Destini familiari incrociati, a Valenzano, dopo la richiesta di un prestito pari a 25mila euro per cercare di estinguere un debito usurario contratto in passato con il boss Salvatore Buscemi, sul quale, però, gravava un tasso di interesse annuo del 60%. Ed un commerciante finito nella morsa dell’usura, una stretta che gli ha tolto il sonno. Fino a ieri mattina, quando un’ordinanza di custodia cautelare firmata dal giudice per le indagini preliminari del Tribunale di Bari, Ilaria Casu, ed eseguita dalla Guardia di Finanza, ha fatto scattare le manette ai polsi della 67enne Chiara Stramaglia

In carcere la sorella del boss


Non un cognome qualunque.

Quel cognome, ancora oggi, evoca terrore in città: la donna, infatti, sorella dell’ex boss della cittadina alle porte del capoluogo pugliese, Michelangelo Stramaglia, soprannominato «Chelangelo», ucciso il 25 aprile 2009 a 49 anni e di cui il boss Buscemi è il nipote, è stata tratta in arresto con l’ipotesi di reato di usura - a suo carico anche quella di estorsione - e ristretta ai domiciliari nella propria abitazione. Con l’accusa di usura, invece, è stato arrestato - sempre dai finanzieri del comando provinciale di Bari - il figlio 30enne, Francesco Giangregorio. Anche per lui sono stati disposti i domiciliari. 

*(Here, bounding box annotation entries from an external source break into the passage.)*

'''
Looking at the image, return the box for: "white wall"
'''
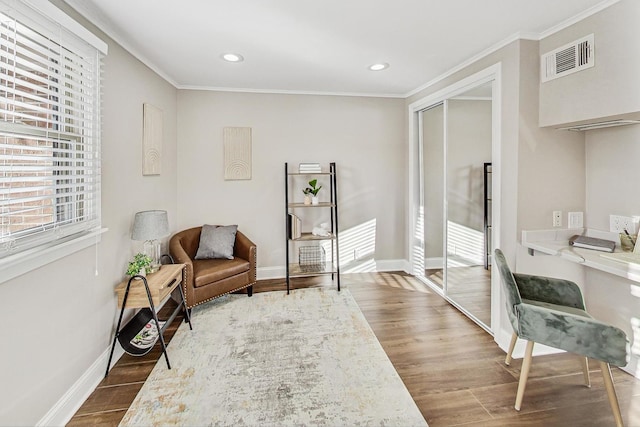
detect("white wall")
[178,90,407,278]
[584,125,640,372]
[0,2,176,425]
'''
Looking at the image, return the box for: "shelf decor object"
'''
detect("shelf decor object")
[284,163,340,294]
[131,210,169,272]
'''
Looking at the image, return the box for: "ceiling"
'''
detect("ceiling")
[65,0,617,97]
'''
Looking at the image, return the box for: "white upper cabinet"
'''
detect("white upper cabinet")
[539,0,640,128]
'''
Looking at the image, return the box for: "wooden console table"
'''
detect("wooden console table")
[104,264,193,377]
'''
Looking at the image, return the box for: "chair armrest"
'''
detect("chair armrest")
[513,273,585,310]
[169,236,195,307]
[516,303,629,366]
[233,231,256,262]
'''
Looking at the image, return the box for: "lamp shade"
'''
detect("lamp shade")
[131,211,169,240]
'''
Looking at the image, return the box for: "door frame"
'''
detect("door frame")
[406,62,502,335]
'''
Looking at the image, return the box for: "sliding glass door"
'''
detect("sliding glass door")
[418,82,492,330]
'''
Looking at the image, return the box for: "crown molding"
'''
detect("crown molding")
[64,0,620,99]
[539,0,620,40]
[177,85,405,99]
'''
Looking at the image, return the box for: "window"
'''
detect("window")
[0,2,102,260]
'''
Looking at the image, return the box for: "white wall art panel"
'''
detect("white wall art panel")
[142,103,162,175]
[223,127,251,180]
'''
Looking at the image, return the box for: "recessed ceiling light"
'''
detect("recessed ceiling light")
[222,53,244,62]
[369,62,389,71]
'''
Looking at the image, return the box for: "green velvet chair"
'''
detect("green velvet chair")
[494,249,628,426]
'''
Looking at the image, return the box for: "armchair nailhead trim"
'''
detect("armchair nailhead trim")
[185,282,256,308]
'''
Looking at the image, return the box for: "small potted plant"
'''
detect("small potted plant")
[127,253,153,277]
[302,179,322,205]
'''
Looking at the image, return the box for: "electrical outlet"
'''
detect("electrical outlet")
[609,215,639,234]
[567,212,584,228]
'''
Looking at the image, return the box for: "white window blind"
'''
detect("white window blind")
[0,2,102,258]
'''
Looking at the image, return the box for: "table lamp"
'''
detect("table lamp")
[131,210,169,272]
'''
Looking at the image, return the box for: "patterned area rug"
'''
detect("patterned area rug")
[120,288,427,426]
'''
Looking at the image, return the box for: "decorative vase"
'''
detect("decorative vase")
[135,267,147,280]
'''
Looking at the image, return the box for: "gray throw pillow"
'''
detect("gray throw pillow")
[196,224,238,259]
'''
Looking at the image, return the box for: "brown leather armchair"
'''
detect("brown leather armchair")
[169,227,257,308]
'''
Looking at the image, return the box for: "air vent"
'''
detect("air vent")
[558,120,640,131]
[540,34,595,83]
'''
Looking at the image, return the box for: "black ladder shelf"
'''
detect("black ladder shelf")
[284,162,340,294]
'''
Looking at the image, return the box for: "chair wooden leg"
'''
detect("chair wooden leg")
[504,332,518,366]
[600,362,624,427]
[515,341,534,411]
[580,356,591,388]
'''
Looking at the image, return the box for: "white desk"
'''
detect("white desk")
[522,228,640,286]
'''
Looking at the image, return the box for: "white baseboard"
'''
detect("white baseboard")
[256,266,285,280]
[424,257,444,270]
[36,344,124,426]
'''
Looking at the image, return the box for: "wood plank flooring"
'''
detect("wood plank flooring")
[67,273,640,427]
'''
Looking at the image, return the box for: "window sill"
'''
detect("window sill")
[0,228,108,283]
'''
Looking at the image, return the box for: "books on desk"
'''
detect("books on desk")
[569,235,616,252]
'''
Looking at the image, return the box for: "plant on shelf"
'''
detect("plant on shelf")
[127,253,153,277]
[302,179,322,205]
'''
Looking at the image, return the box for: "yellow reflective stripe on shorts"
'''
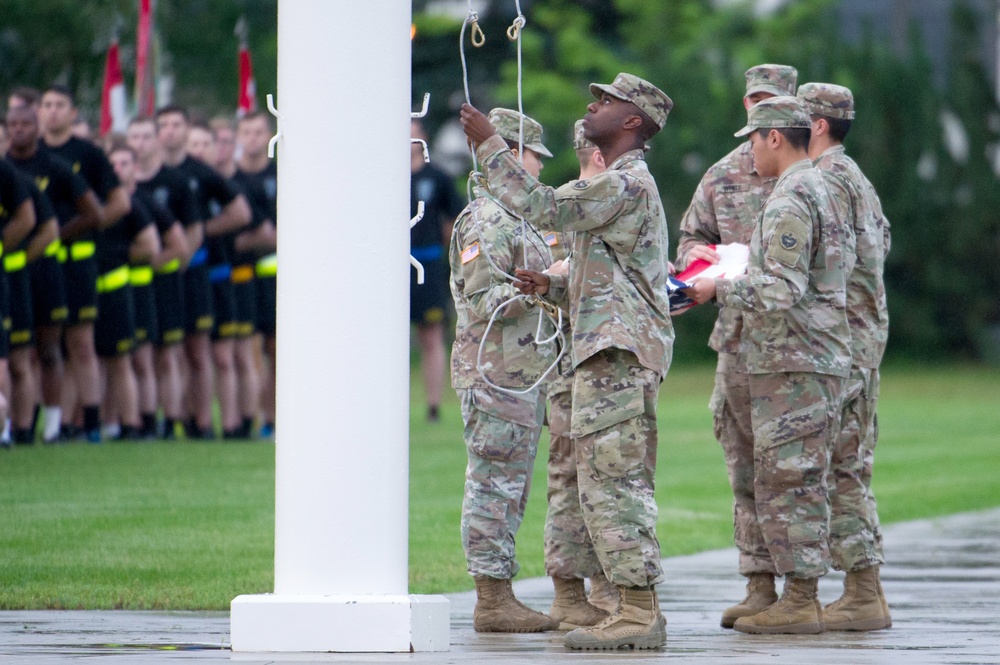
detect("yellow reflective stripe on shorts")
[69,240,97,261]
[229,264,254,284]
[3,249,28,272]
[156,259,181,275]
[97,266,129,293]
[128,266,153,286]
[257,254,278,277]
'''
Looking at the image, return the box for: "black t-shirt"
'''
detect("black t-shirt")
[229,171,270,265]
[7,150,94,233]
[97,192,153,273]
[0,161,30,235]
[132,187,177,238]
[17,171,56,249]
[410,164,465,249]
[177,155,239,265]
[38,136,121,203]
[236,161,278,226]
[136,165,202,228]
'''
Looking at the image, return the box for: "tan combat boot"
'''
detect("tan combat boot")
[587,571,622,614]
[549,577,608,630]
[823,566,892,630]
[722,573,778,628]
[563,586,667,649]
[733,575,823,635]
[472,575,559,633]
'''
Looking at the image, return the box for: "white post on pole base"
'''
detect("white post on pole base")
[230,0,449,652]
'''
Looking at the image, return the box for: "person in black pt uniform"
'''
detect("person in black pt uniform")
[7,108,101,443]
[3,172,59,444]
[0,161,35,448]
[410,120,465,422]
[95,149,160,440]
[38,85,130,444]
[156,106,250,438]
[210,118,268,438]
[235,112,278,438]
[127,118,191,439]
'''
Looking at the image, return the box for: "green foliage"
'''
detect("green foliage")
[0,365,1000,610]
[0,0,278,121]
[414,0,1000,360]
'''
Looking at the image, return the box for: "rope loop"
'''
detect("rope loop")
[507,14,528,42]
[465,12,486,48]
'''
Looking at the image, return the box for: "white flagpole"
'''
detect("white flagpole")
[230,0,449,652]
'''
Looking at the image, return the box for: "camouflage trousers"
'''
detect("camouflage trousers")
[456,387,545,579]
[749,372,846,577]
[709,353,774,575]
[545,390,601,579]
[827,367,885,570]
[570,349,663,586]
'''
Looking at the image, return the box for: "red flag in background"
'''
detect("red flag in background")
[135,0,156,116]
[236,18,257,117]
[100,41,128,136]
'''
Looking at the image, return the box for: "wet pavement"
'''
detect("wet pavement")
[0,509,1000,665]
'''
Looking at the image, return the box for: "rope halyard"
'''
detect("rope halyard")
[458,0,566,395]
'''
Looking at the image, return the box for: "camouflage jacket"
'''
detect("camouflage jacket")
[814,146,890,369]
[677,141,777,353]
[716,160,851,377]
[477,136,674,376]
[448,188,556,389]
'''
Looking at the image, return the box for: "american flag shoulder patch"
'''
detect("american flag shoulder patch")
[462,242,479,265]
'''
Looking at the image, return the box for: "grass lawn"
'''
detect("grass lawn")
[0,365,1000,609]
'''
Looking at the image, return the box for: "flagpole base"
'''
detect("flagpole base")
[229,594,450,654]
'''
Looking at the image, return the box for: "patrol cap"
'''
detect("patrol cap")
[733,95,812,136]
[573,118,597,150]
[590,72,674,129]
[797,83,854,120]
[488,108,552,157]
[744,65,799,97]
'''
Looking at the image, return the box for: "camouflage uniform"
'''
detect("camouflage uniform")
[677,65,798,575]
[798,83,890,570]
[716,97,851,578]
[477,74,674,587]
[448,111,555,579]
[543,120,601,579]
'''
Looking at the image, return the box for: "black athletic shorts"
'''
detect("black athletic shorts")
[7,260,35,347]
[410,258,450,325]
[28,256,68,326]
[233,265,257,337]
[131,266,160,346]
[0,270,11,360]
[94,284,135,358]
[212,271,238,340]
[63,256,98,326]
[153,270,184,346]
[184,264,215,335]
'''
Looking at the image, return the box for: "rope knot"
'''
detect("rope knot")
[507,14,528,42]
[465,12,486,48]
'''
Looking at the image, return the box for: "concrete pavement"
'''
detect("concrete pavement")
[0,508,1000,665]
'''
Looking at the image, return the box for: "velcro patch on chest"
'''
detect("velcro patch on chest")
[462,242,479,265]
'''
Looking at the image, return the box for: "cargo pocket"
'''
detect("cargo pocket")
[470,388,544,427]
[754,401,830,492]
[754,401,827,452]
[571,384,646,478]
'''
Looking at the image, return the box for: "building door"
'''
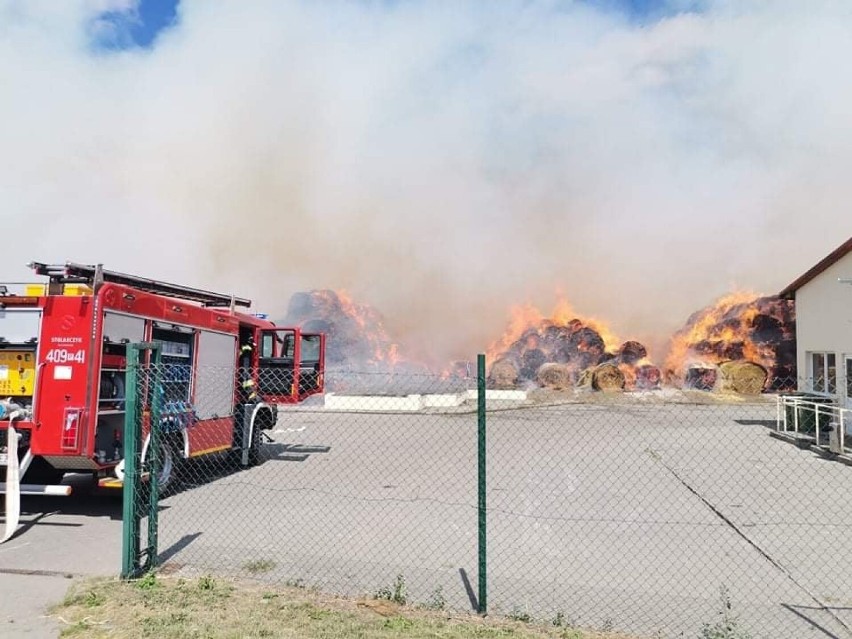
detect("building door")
[845,355,852,409]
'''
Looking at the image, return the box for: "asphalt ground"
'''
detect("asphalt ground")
[0,475,121,639]
[5,401,852,637]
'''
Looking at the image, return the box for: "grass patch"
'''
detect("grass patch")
[50,574,640,639]
[243,559,275,574]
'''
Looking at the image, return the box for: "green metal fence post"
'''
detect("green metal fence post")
[145,344,163,569]
[476,353,488,614]
[121,342,160,579]
[121,344,140,579]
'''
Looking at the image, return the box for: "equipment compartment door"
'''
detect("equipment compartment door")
[257,328,299,403]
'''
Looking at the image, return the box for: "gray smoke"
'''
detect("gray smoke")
[0,0,852,368]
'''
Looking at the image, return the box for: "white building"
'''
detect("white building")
[780,238,852,408]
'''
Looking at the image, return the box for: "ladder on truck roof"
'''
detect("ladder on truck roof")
[28,262,251,308]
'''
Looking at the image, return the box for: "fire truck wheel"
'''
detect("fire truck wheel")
[145,438,184,497]
[249,424,262,466]
[21,457,65,485]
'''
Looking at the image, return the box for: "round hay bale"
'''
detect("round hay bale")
[719,360,769,395]
[592,364,625,392]
[488,359,518,390]
[518,348,547,381]
[577,362,626,392]
[636,364,662,390]
[618,341,648,364]
[683,364,719,391]
[536,362,571,390]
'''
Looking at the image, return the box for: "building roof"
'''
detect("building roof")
[778,237,852,299]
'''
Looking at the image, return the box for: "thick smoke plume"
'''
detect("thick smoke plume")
[0,0,852,368]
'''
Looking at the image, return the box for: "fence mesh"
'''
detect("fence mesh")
[126,366,852,637]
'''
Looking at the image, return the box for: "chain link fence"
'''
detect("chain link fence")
[123,366,852,638]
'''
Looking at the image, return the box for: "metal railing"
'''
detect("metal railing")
[776,394,852,454]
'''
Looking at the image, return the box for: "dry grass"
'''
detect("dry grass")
[51,576,640,639]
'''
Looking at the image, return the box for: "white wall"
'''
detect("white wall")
[796,253,852,404]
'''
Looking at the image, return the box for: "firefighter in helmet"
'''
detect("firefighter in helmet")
[239,335,258,404]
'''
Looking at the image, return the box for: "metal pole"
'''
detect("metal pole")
[121,345,139,579]
[476,353,488,614]
[146,344,163,568]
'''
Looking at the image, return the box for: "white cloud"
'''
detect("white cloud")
[0,0,852,364]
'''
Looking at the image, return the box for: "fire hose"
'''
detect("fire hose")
[0,419,21,544]
[0,400,25,544]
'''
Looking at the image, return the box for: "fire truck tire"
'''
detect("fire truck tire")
[249,424,263,466]
[21,457,65,484]
[143,437,186,499]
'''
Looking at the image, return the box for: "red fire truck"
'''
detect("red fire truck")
[0,262,325,541]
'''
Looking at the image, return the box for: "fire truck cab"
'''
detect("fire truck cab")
[0,262,325,537]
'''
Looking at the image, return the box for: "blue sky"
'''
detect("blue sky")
[96,0,699,49]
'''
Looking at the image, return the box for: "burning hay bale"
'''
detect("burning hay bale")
[489,308,660,390]
[683,364,719,391]
[634,364,663,390]
[487,357,519,390]
[719,360,769,395]
[577,363,625,392]
[618,341,648,365]
[665,294,796,391]
[536,362,574,390]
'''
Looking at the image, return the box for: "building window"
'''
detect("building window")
[810,353,837,395]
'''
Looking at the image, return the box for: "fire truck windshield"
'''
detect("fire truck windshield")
[0,308,41,344]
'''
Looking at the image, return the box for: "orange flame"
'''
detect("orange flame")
[485,298,621,363]
[665,291,774,373]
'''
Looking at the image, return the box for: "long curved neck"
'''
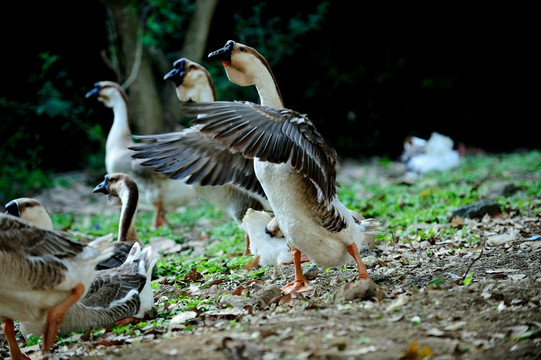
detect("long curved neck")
[118,184,141,243]
[106,96,131,149]
[177,83,216,102]
[254,63,284,109]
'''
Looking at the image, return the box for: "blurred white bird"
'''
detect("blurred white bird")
[402,132,460,174]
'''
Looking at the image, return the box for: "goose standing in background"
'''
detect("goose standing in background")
[86,81,195,228]
[6,194,156,338]
[0,214,112,359]
[131,58,270,255]
[5,198,54,230]
[92,173,143,270]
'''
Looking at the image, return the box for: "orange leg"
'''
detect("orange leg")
[282,248,312,294]
[2,319,30,360]
[347,243,370,280]
[152,201,167,229]
[41,283,85,353]
[242,234,251,256]
[278,254,310,266]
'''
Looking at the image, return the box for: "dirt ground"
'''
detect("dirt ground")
[4,162,541,360]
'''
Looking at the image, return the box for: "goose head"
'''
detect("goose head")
[163,58,216,101]
[5,198,53,230]
[92,173,142,244]
[92,173,139,205]
[208,40,270,86]
[208,40,284,108]
[85,81,128,108]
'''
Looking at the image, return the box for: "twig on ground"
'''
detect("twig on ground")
[462,248,485,280]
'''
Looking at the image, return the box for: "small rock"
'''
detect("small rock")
[487,229,519,246]
[451,201,502,219]
[361,255,378,269]
[254,284,282,304]
[302,264,319,280]
[168,311,197,331]
[480,181,518,200]
[220,295,257,309]
[334,279,384,304]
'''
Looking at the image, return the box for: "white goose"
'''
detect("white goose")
[130,58,270,255]
[86,81,196,228]
[0,214,112,359]
[183,102,378,293]
[6,194,156,338]
[209,40,377,292]
[208,40,380,263]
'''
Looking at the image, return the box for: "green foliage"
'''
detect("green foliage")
[339,151,541,242]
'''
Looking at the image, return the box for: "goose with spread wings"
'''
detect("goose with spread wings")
[167,102,379,293]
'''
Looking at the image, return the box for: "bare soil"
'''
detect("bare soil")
[2,162,541,360]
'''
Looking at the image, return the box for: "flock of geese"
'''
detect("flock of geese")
[0,41,379,359]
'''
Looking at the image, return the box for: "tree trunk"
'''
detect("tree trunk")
[158,0,218,129]
[100,0,164,134]
[102,0,218,134]
[180,0,218,63]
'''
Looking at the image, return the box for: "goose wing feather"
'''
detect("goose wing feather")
[0,215,85,258]
[130,126,265,196]
[183,102,337,199]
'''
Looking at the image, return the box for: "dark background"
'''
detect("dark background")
[0,0,541,174]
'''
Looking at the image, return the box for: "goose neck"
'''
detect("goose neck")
[254,69,284,109]
[118,189,140,242]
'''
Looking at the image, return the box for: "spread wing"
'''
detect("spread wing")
[130,126,265,196]
[182,102,337,199]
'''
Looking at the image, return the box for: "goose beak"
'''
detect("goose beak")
[92,175,109,195]
[208,40,235,66]
[5,200,21,217]
[163,58,186,87]
[85,83,100,99]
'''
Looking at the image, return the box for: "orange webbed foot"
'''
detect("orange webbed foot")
[282,279,312,294]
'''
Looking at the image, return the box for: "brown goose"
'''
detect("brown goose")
[179,102,378,293]
[130,58,270,254]
[86,81,195,228]
[92,173,143,270]
[0,214,112,359]
[6,194,156,338]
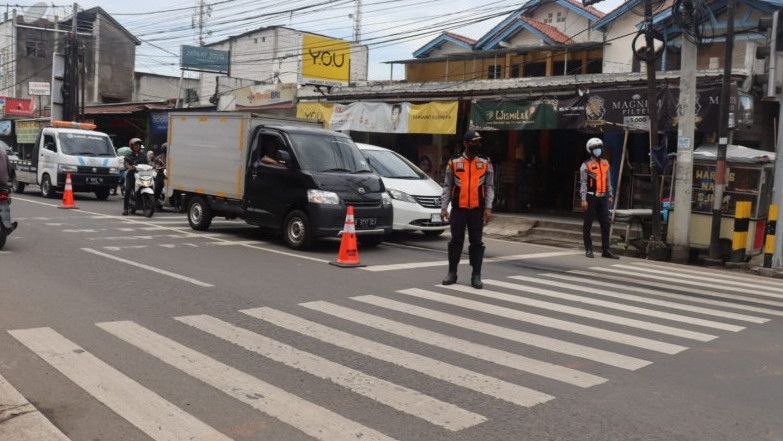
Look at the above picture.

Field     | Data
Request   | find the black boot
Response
[468,245,485,289]
[441,243,462,285]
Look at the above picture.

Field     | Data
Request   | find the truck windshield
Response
[290,133,372,173]
[362,150,427,179]
[57,133,117,156]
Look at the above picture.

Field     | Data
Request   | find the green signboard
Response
[179,46,230,74]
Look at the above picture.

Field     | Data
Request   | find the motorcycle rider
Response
[122,138,147,216]
[0,144,17,234]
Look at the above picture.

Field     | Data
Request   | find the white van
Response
[356,143,449,237]
[13,121,122,200]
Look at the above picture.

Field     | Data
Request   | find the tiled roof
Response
[566,0,606,18]
[444,32,476,46]
[519,17,574,44]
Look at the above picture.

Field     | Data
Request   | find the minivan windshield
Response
[57,133,117,156]
[362,150,427,179]
[290,133,372,173]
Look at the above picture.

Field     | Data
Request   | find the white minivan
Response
[356,143,449,237]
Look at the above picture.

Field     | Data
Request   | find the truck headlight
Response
[307,190,340,205]
[57,164,79,173]
[389,190,416,204]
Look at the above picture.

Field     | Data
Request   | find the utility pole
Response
[671,20,698,263]
[709,0,737,262]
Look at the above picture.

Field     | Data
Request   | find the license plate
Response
[356,217,378,229]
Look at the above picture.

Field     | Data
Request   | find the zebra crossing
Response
[0,261,783,441]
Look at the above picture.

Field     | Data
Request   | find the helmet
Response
[585,138,604,154]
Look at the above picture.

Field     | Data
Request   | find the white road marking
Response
[176,315,487,431]
[630,262,783,287]
[397,288,688,354]
[96,321,402,441]
[502,276,745,332]
[82,248,214,288]
[8,328,230,441]
[537,273,769,323]
[300,301,606,388]
[240,308,554,407]
[351,296,652,371]
[0,375,70,441]
[590,265,783,302]
[362,251,581,272]
[580,268,783,316]
[444,285,718,341]
[612,265,783,299]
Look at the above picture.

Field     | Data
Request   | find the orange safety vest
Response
[451,156,490,208]
[585,159,609,194]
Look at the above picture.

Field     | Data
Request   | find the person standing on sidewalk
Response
[579,138,619,259]
[440,130,495,289]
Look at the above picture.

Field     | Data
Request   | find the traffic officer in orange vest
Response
[440,130,495,289]
[579,138,619,259]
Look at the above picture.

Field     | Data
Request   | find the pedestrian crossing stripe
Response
[240,307,554,407]
[176,315,486,431]
[444,285,718,342]
[300,301,606,388]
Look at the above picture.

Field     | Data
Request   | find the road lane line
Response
[82,248,215,288]
[537,273,769,323]
[0,375,70,441]
[362,251,581,272]
[8,328,230,441]
[580,268,783,316]
[351,296,652,371]
[240,307,555,407]
[443,285,718,342]
[397,288,688,354]
[629,261,783,287]
[612,265,783,299]
[175,315,487,432]
[590,265,783,302]
[300,301,606,388]
[500,276,745,332]
[96,321,393,441]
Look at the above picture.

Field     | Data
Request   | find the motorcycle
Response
[128,164,155,217]
[0,192,17,250]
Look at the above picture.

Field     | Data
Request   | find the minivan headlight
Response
[307,190,340,205]
[57,164,79,173]
[389,190,416,204]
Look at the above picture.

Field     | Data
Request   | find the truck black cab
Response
[168,113,392,248]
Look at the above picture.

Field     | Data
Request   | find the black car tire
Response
[283,210,314,250]
[188,196,213,231]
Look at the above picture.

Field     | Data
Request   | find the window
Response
[487,64,501,80]
[25,40,46,58]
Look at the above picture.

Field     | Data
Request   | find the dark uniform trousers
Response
[582,194,609,251]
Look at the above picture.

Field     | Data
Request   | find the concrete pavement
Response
[0,195,783,441]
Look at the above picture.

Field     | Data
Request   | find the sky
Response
[22,0,622,80]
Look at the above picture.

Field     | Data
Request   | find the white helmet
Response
[585,138,604,154]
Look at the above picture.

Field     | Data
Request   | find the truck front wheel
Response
[188,197,213,231]
[283,210,313,250]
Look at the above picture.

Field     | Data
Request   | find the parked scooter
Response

Una storia di destini incrociati, di usura e di estorsione che non può dirsi mafiosa - anche perché le indagini sono state coordinate dalla Procura della Repubblica ordinaria -, ma che ne ricalcherebbe, almeno per alcuni aspetti ancora da approfondire, certe sinistre dinamiche. La vittima è un commerciante di Valenzano a cui sarebbe stato applicato un notevole tasso d’interesse, dopo che lo stesso esercente, nel corso del 2020, avrebbe chiesto una somma di denaro in prestito ai due Stramaglia, madre e figlio. L’uomo, fra il concreto bisogno di liquidità e molto probabilmente le difficoltà di accedere ad un finanziamento tramite i consueti canali tradizionali, era alla ricerca di un prestito per coprire un altro debito usurario contratto con il boss Buscemi. Anche questo, non un cognome qualunque: Salvatore è il figlio di Giuseppe (palermitano trasferitosi a Valenzano dove, nel 1975, sposò Antonia Stramaglia), ritenuto a capo dell’omonimo gruppo criminale che sarebbe propaggine del clan mafioso Parisi, egemone al quartiere Japigia di Bari, e finito in carcere per un presunto scambio elettorale politico-mafioso. 
Al commerciante, sempre secondo le indagini, i due indagati avrebbero prestato 25mila euro con un tasso usurario del 5% al mese, il 60% annuo. La giudice, che ha firmato l’ordinanza con cui è stata disposta la misura, ha rilevato la concreta ed «estrema attualità del pericolo di reiterazione» del reato da parte dei due arrestati che, nonostante fossero incensurati prima di oggi, avrebbero mostrato «capacità di delinquere» agendo con «spregiudicatezza», è scritto nell’ordinanza. 

L'associazione antiracket


«Complimenti alla magistratura barese - è il commento di Renato De Scisciolo, vice presidente nazionale della federazione che riunisce le associazioni italiane antiracket e antiusura -. La gente deve denunciare e non si deve affatto vergognare perché chi lo fa crea a propria difesa un vero e proprio scudo di garanzia. Noi siamo più forti di loro (il riferimento e agli estorsori e agli usurai), ci sono leggi che tutelano le vittime: all’eventuale procedimento penale che dovesse scaturire dall’inchiesta - annuncia De Scisciolo - ci costituiremo parte civile e spero decida di seguire il nostro esempio anche il Comune di Valenzano».